Pompeius blinzelte und wandte sich an Marius. »Ist er ein Narr?«
Marius lachte. »Nein. Er weiß nur nicht, ob ich dir vertraue oder nicht. Ich vermute, er hat meine Pläne schon lange erraten.«
»Was wird dein Onkel tun, wenn Sulla zurückkehrt?«, flüsterte Pompeius nah an Gaius’ Ohr.
»Er wird die Tore schließen. Wenn Sulla mit Gewalt einzudringen versucht, wird ihn der Senat zum Feind Roms erklären. Er wird entweder eine Belagerung beginnen oder sich zurückziehen müssen. Ich vermute, er wird sich Marius’ Befehl unterstellen, wie es jeder Feldgeneral dem Konsul von Rom gegenüber tun würde.«
Pompeius stimmte ihm ungerührt zu. »Ein gefährlicher Weg, wie ich schon sagte. Ich kann dich nicht öffentlich unterstützen, aber privat werde ich mein Möglichstes für dich tun. Glückwunsch zu deinem Triumphzug. Du hast prächtig ausgesehen.« Er gab seinen beiden Begleitern ein Zeichen, und sie gingen davon.
Gaius blickte sich um und sah ein paar von Sullas Senatoren in der Nähe stehen, die mit unverhohlener Feindseligkeit hinüberblickten. Er folgte Marius hinaus aufs Forum, wo sie sich an einer Stelle auf die Steinstufen setzten, an der niemand ihre Gespräche belauschen konnte. Nicht weit von ihnen standen die Erstgeborenen immer noch stramm. In ihren glänzenden Rüstungen sahen sie unbesiegbar aus.
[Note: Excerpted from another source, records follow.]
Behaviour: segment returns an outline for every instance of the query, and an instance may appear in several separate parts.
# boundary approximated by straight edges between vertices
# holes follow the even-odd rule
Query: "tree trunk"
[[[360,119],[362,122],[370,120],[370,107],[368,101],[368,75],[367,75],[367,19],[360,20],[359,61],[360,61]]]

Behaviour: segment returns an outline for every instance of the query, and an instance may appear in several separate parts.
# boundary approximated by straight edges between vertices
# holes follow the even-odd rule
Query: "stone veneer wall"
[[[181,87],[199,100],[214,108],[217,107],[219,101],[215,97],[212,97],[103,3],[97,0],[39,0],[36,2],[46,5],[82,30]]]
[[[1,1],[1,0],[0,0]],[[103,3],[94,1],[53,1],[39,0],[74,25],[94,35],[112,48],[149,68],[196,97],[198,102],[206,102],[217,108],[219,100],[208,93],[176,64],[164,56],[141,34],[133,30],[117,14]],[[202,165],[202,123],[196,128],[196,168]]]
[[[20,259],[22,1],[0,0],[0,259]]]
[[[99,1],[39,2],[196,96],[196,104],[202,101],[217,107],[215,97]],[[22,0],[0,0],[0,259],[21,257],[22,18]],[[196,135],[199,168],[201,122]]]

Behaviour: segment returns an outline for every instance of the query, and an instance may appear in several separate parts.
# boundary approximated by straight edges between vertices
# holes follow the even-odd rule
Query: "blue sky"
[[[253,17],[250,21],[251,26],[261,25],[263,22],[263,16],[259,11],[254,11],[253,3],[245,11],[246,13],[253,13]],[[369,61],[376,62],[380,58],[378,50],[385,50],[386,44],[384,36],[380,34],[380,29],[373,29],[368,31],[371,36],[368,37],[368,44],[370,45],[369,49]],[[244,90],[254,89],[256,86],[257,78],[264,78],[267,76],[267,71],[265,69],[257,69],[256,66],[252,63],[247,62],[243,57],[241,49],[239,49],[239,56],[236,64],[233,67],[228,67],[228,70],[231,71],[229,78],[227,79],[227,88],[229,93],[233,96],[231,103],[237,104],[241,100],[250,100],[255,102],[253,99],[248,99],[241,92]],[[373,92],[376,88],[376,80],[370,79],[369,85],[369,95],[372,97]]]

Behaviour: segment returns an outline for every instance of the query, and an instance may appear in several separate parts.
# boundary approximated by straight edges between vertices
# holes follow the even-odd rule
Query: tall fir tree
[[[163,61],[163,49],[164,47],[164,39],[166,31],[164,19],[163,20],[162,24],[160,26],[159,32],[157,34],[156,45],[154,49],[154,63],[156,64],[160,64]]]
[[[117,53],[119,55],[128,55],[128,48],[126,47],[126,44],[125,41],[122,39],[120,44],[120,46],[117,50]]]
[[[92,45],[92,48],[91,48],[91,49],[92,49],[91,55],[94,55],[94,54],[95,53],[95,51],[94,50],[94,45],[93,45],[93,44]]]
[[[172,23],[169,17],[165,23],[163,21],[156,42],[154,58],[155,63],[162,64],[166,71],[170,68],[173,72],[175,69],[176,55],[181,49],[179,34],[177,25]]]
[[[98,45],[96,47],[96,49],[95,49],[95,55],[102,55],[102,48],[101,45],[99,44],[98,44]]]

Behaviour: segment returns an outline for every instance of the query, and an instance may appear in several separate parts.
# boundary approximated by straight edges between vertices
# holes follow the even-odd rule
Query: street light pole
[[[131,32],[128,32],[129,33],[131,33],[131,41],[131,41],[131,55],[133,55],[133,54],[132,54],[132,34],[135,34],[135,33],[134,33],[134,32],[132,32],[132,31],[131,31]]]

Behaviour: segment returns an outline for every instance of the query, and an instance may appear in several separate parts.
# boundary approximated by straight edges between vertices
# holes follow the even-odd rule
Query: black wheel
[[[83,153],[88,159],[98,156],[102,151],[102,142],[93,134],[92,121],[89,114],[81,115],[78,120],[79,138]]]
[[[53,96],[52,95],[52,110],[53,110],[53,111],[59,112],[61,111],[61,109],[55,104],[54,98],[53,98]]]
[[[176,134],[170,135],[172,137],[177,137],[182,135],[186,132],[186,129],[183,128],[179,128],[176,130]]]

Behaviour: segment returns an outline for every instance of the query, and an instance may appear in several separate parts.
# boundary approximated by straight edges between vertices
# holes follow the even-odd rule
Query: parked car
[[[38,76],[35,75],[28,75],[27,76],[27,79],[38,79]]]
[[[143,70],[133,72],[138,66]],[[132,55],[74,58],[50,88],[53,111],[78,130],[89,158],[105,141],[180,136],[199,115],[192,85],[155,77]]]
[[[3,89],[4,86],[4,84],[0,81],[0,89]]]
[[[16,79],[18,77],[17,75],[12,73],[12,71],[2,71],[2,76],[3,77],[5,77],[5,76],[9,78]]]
Es war ein merkwürdiges Gefühl, in der Gegenwart von Tausenden ganz entspannt mit seinem Onkel auf den Stufen des Senats zu sitzen.
Gaius konnte nicht länger an sich halten.
»Wie hast du es geschafft, die Abstimmung zu deinen Gunsten zu entscheiden?«
Marius fing an zu lachen und wischte sich den plötzlich auftretenden Schweiß von der Stirn.
»Mit Planung, mein Junge. Ich habe von der Landung des Mithridates’ praktisch in dem Augenblick erfahren, als sie stattgefunden hat. Tage vor Sulla. Ich habe das älteste Hilfsmittel der Welt benutzt, um die Zauderer im Senat dazu zu bringen, für mich zu stimmen, und trotzdem ging es knapper aus, als mir lieb war. Das Ganze hat mich ein Vermögen gekostet, aber ab morgen früh habe ich die Kontrolle über Rom.«
»Er wird zurückkehren«, warnte ihn Gaius.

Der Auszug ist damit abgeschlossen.